There are several issues with relying solely on feature tests.

Feature tests often need to span large parts of an application, so there is a often significant amount of overhead (both code and test-time) in repeating identical-except-for-one-value.

Feature tests often can't test the corner cases of internal code. For example, one hallmark of quality software is that it degrades gracefully in the presence of unexpected inputs. So, while the UI might prevent out-of-range values, programmers often choose to also check value ranges at, for example, the top of a stored procedure. This means that you can't test that code with an app-level feature test because a correct UI won't let you enter values to trigger the stored proc's failure case.

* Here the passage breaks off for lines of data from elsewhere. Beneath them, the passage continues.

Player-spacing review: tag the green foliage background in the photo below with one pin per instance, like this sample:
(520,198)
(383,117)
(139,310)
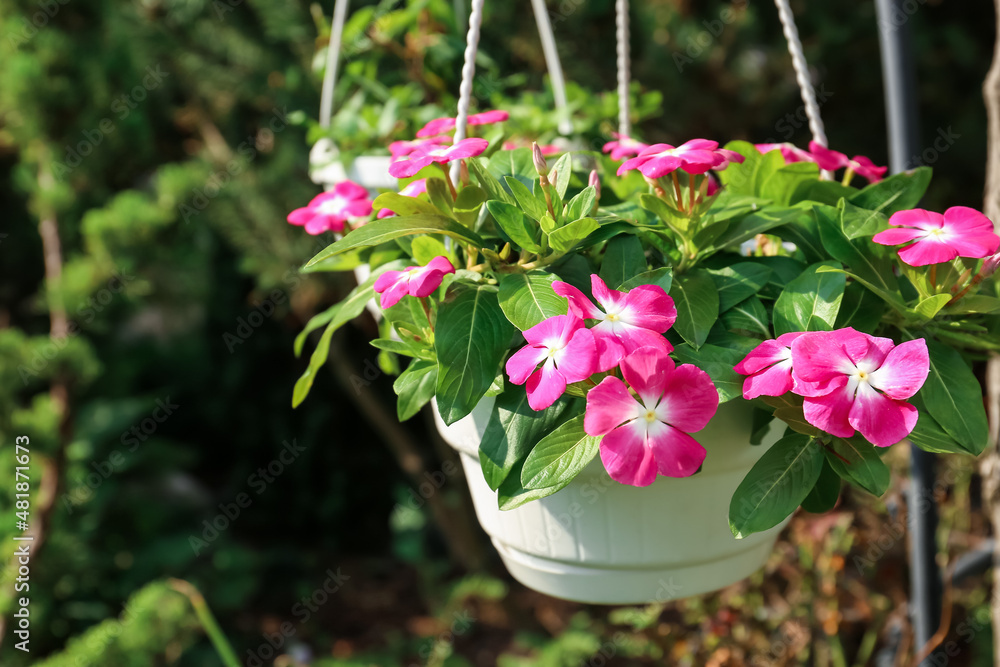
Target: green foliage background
(168,138)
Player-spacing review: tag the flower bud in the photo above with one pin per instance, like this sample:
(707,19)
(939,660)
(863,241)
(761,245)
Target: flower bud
(595,181)
(536,156)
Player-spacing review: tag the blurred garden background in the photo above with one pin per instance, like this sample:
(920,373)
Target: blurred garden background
(150,298)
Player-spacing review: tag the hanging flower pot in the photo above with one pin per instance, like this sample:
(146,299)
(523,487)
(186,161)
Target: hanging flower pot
(599,541)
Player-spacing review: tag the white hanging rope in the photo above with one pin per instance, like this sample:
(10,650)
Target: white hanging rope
(468,73)
(801,71)
(332,58)
(624,68)
(554,66)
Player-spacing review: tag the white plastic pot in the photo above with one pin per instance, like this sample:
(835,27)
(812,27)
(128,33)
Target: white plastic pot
(599,541)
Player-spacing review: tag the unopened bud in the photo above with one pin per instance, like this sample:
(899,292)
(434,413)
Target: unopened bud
(990,265)
(596,182)
(536,156)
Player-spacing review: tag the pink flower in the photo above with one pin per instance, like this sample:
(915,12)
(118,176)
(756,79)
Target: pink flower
(414,189)
(936,238)
(860,382)
(628,320)
(648,434)
(695,157)
(829,160)
(790,152)
(328,211)
(418,281)
(420,158)
(439,125)
(769,367)
(567,352)
(623,147)
(400,149)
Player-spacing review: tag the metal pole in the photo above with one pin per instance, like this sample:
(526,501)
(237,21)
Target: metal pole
(902,120)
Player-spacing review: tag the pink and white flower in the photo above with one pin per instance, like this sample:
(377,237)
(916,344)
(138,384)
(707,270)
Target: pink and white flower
(400,149)
(790,152)
(695,157)
(648,434)
(418,281)
(330,210)
(830,160)
(934,238)
(567,352)
(440,125)
(860,383)
(627,320)
(623,146)
(768,367)
(420,158)
(414,189)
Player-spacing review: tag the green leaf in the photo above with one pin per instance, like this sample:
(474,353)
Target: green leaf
(471,338)
(899,192)
(697,303)
(513,429)
(825,493)
(560,456)
(623,259)
(402,205)
(528,298)
(339,315)
(514,223)
(525,199)
(810,302)
(388,229)
(415,387)
(564,238)
(776,485)
(739,281)
(748,317)
(662,277)
(954,398)
(863,466)
(718,362)
(582,204)
(488,182)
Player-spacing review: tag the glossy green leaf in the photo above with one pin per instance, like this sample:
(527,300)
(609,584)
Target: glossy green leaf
(857,461)
(697,301)
(471,337)
(810,302)
(623,260)
(388,229)
(528,298)
(776,485)
(560,456)
(415,387)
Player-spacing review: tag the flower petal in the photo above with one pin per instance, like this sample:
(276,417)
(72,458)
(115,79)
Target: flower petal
(626,457)
(677,454)
(608,405)
(880,419)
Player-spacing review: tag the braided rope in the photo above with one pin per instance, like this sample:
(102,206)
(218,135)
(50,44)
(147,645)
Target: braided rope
(554,66)
(624,68)
(801,71)
(332,58)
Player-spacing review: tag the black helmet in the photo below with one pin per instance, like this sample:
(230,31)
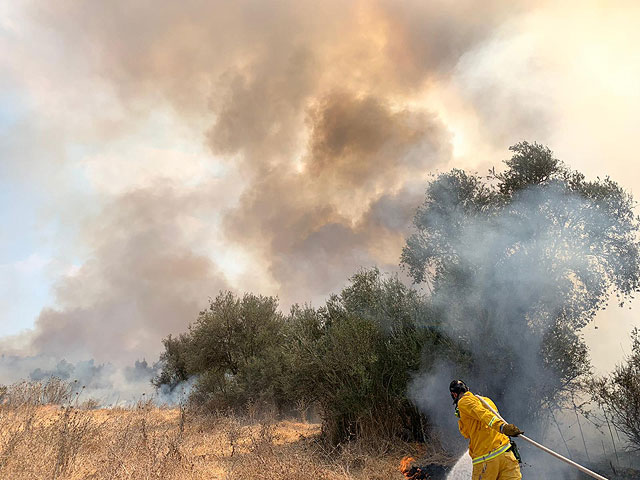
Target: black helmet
(456,388)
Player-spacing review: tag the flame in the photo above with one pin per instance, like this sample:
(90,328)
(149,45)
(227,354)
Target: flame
(405,465)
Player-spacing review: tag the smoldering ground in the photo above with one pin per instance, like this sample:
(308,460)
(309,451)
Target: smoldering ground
(105,385)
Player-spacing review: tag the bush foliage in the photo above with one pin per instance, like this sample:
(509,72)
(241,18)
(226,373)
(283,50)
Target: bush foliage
(516,264)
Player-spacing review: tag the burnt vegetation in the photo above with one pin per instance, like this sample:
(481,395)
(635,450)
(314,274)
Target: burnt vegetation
(507,268)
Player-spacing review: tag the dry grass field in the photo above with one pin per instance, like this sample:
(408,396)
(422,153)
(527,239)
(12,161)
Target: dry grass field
(72,442)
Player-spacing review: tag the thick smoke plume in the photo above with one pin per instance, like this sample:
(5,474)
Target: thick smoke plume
(307,109)
(514,286)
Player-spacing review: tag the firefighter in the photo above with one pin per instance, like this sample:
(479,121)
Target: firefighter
(489,444)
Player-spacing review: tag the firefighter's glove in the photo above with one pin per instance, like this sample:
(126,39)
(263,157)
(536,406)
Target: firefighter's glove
(510,430)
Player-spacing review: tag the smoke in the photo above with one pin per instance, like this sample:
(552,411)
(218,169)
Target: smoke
(316,162)
(521,278)
(106,384)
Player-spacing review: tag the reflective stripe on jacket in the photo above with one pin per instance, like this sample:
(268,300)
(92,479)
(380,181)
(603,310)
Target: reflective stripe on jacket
(481,427)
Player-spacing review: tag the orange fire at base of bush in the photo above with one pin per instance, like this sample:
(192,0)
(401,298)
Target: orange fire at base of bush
(405,465)
(413,472)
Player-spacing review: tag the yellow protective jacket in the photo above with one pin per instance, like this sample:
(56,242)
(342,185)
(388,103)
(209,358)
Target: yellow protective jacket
(481,427)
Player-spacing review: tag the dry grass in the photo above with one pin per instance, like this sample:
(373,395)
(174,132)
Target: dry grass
(147,442)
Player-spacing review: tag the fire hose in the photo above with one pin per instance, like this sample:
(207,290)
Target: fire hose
(545,449)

Another big issue is the combinatorial explosion. If you have a processing pipeline, like filters in a sound or image processing app or validation and authorization checks in a line-of-business app, the number of configuration and data values that need to be tested for each stage needs multiply together if you only feature test. Unit testing allows you to make sure each of the stages works "well enough"[1], then you can use far fewer integration and feature tests to make sure that the stages cooperate properly and that system requirements are met (two overlapping, but different, concerns).

[1] However the engineer, team or industry defines "well enough".

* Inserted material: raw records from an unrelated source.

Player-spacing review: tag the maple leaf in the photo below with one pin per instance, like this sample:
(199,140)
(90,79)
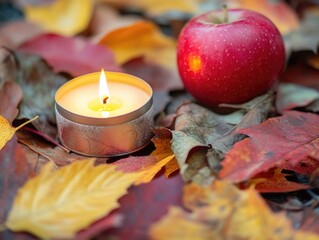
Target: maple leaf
(126,41)
(291,138)
(291,96)
(221,211)
(202,137)
(83,57)
(67,17)
(59,203)
(7,130)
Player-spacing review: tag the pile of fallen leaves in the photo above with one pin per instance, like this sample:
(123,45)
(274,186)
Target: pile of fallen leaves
(248,171)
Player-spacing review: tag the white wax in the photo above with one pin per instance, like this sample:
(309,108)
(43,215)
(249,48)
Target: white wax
(77,99)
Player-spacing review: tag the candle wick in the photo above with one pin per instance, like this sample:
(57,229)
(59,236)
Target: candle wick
(105,99)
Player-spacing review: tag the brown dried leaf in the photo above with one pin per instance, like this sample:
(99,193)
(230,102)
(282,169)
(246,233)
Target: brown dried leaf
(221,211)
(39,84)
(10,97)
(291,95)
(202,137)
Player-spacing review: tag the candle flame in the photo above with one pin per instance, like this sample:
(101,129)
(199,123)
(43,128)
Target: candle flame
(104,92)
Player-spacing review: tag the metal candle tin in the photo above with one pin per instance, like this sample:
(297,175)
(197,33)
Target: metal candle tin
(109,136)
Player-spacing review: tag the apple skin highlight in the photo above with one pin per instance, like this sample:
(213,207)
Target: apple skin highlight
(229,62)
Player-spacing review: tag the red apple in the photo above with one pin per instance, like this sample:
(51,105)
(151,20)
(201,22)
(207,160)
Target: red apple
(229,57)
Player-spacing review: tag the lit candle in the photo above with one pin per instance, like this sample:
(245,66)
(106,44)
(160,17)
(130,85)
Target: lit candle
(101,114)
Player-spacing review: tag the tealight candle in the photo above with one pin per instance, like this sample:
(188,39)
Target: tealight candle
(102,114)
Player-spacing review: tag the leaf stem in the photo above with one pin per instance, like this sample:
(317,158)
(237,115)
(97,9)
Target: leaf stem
(225,11)
(27,122)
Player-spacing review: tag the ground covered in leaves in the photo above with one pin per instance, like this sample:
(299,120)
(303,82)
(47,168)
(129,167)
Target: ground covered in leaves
(247,171)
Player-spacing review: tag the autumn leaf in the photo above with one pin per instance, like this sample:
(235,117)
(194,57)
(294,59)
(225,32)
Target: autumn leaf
(80,193)
(279,12)
(47,152)
(314,61)
(153,7)
(202,137)
(14,33)
(274,181)
(83,57)
(221,211)
(159,77)
(150,165)
(14,172)
(145,204)
(39,84)
(7,130)
(126,44)
(291,138)
(306,37)
(290,96)
(66,17)
(10,97)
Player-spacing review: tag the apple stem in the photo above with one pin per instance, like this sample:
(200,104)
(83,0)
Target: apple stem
(225,10)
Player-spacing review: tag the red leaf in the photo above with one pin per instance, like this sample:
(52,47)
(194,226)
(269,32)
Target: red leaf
(292,137)
(73,55)
(146,204)
(112,220)
(274,181)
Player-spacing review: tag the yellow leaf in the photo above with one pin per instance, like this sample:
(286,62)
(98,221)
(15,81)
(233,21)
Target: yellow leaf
(7,131)
(66,17)
(59,203)
(222,211)
(154,7)
(142,38)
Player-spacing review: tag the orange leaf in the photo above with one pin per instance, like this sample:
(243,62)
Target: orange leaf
(154,7)
(221,211)
(66,17)
(142,38)
(152,164)
(274,181)
(6,131)
(278,12)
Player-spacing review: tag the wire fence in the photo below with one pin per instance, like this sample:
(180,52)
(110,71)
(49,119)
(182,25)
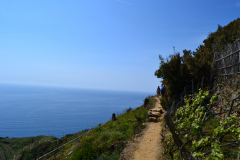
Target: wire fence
(227,62)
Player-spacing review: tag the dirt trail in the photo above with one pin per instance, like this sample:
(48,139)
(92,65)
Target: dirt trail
(147,145)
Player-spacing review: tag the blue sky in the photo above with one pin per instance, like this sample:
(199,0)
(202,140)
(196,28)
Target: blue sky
(101,44)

[Edit: split up the wall 'o text]

The internal code argument is weak in my opinion. What does it matter if a stored procedure works 100% if, like you said, that code path will never be executed by the user? There will always be bugs in code so the goal in my view should be to make the application as bug-free as possible from the user's point of view not literally bug-free which is an unattainable goal.

Time-consuming nature of feature tests can be an issue, but often is mitigated by automated testing on commit, merge, etc. But not always of course.

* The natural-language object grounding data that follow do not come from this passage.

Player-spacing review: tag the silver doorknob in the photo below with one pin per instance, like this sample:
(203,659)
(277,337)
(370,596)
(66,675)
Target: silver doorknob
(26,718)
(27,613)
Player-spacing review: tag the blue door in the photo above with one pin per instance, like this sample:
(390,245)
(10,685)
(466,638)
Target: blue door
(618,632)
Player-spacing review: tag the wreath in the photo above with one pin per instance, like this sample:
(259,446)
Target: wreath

I agree with combinatorial explosion however it can sometimes be mitigated by procedurally generating tests.

In a complex app, there are many code paths that are executed by users that are easier to test with unit tests than feature tests. In general, unit tests are easier and faster to write than feature tests if (1) you're experienced writing unit tests (there is a learning curve) and (2) your application design supports good unit tests.

Feature tests are fine for simple or small apps, but I wouldn't rely on them for the bulk of my testing in any significant app.